The nuclear localization of the α isoform of heat shock protein 90 (Hsp90α) is enhanced by treatment of cells with PRIMA-1. MDA-231 cells treated with PRIMA-1 were subjected to nuclear isolation. A fraction of the isolated nuclear pellet was fixed in 4% paraformaldehyde, permeabilized in 0.1% Triton X-100 and incubated overnight with anti-p53 and anti-Hsp90α monoclonal antibodies. Nuclear fractions were then immunostained with a secondary antibody conjugated with Oregon green to detect p53 (green) and a secondary antibody conjugated with Texas red to detect Hsp90α (red) before detection by fluorescence microscopy. Nuclei were stained with 4',6-diamidino-2-phenylindole (blue). Normal mouse immunoglobulin G was used as a negative control (data not shown). Arrows mark nuclear staining of Hsp90α. Scale bar, 5 μm.

Figure 7

Combination and sequential exposure of cells to PRIMA-1 and adriamycin. Exponentially growing MDA-MB-231 or GI-101A cells were seeded in 10% serum-supplemented RPMI-1640 medium at 10⁴ cells per well.
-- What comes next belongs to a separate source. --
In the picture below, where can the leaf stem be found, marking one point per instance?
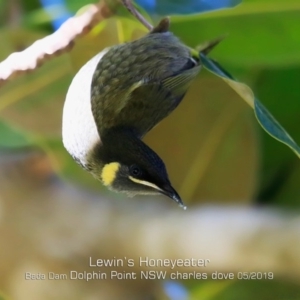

After 24 hours, cells were treated with 100 μM PRIMA-1 for 24 hours (P24), 0.2 μM adriamycin for 3 hours (A3) or 24 hours (A24), and a combination of PRIMA-1 plus adriamycin for 24 hours (AP24) or adriamycin for 3 hours followed by PRIMA-1 for 24 hours (A3P24). After drug treatment, the cells were reincubated in drug-free medium for a further 3 days and cell survival was determined with the crystal violet assay. Results are means ± SD for quadruplicate determinations (SD<10%) representative of two to four independent experiments; P<0.01.